Et poursuivre ?
Il y avait le vent, les vagues et
le ciel immense.
Il y avait le soleil, les cris
des goélands et le sable sous ses mains.
Il y avait une enfant d’à peine
six ans assise à même la plage qui voulait construire le plus grand, le plus
beau de tous les châteaux de sable.
Emma ne savait pas pourquoi, mais
elle se sentait quand même un peu triste devant le tas de sable informe. Elle
n’y arrivait pas. Malgré le seau, la pelle, malgré sa bonne volonté, tout
s’effondrait trop vite, rien n’était assez solide. Pourtant, elle avait fait
comme disait papa : du sable, de l’eau, on tasse, on retourne, on tapote.
Mais non. Soit le sable s’écoulait en
une masse informe et trop liquide, soit le château tenait debout quelques
secondes, puis s’écroulait. C’est difficile des fois d’avoir six ans (zis zans
comme elle disait dans le zozotement de ses incisives légèrement écartées).
C’est difficile de ne pas arriver à faire un beau pâté de sable sur une immense
plage pleine de soleil.
Elle voyait Papa allongé sur sa
serviette. Il paraissait pensif. Papa, il réfléchissait beaucoup depuis quelques
temps. Depuis qu’avec Maman ils s’étaient chamaillés. C’est ça qu’ils lui
avaient dit un soir quand elle était rentée de l’école : « Emma, ma
chérie, Papa et Maman se sont chamaillés. Fort. Et Maman va aller vivre chez
Tata Marie pendant un moment. » Elle n’y avait accordé qu’une attention
distraite. Il faut dire qu’à l’école, aujourd’hui, elle et Lucas (« Lucas
et elle… » comme disait Mamie) avaient découvert que Marie et Tim étaient amoureux.

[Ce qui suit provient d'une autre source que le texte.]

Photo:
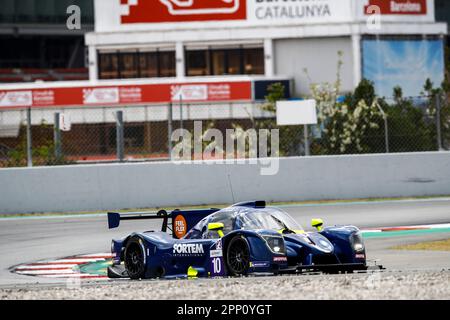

Et que derrière le buisson dans le coin de la cour, vers le marronnier, une
chatte avait fait une portée. Des choses très intéressantes. Plus que Papa et
Maman et leurs chamailleries. De toute façon, ils se chamaillaient déjà
beaucoup. C’était des trucs de grands auxquels elle ne comprenait pas
grand-chose. Parce que les grands avaient l’air de vouloir tout
compliquer. Toujours. Un peu comme le
Maître qui posait des questions bizarres des fois. Pour Emma, la vie ça devait
être quelque chose de simple. On se
lève, on mange des tartines, on boit un chocolat. On va à l’école. Des fois on
part en vacances. Si on est amoureux on le dit. On se fait un bisou sur la
joue, en secret. Et c’est tout. Rien d’autre qu’une infinité de jours qui se
ressemblent et dans lesquels on se sent bien. Et puis, Emma n’avait pas tout
bien compris. Quand elle se chamaillait, par exemple avec Laurine, elle partait
aussi, mais il suffisait qu’elle en parle à Mr Bunch, son doudou, et tout
allait mieux. Peut-être que c’est ce que devraient faire Papa et Maman. Elle
pouvait même prêter Mr Bunch. Des fois les adultes ça complique les choses.
Le château venait, une fois
encore, de s’affaisser. La fillette soupira. Regarda le ciel. Le petit nuage
là-bas dans un coin. Le vent faisait onduler ses cheveux frisés. Quand même, il
devait bien y avoir une solution ! Mettre plus d’eau ? Moins ?
Demander à Papa ?
Il y a toujours une solution
d’après Mamie. D’ailleurs c’est ce que disait Papa.
« Ta mère sait toujours
tout ! » il criait, fort. Et Maman devenait toute rouge, les mains
serrées.
Peut-être qu’elle devrait appeler
Mamie pour pouvoir poursuivre le château ? Elle, elle saurait.
« Papa ! On peut
téléphoner à Mamie ? Pour mon château ? » Le vent emporta un peu
plus loin le cri-rire de la petite fille.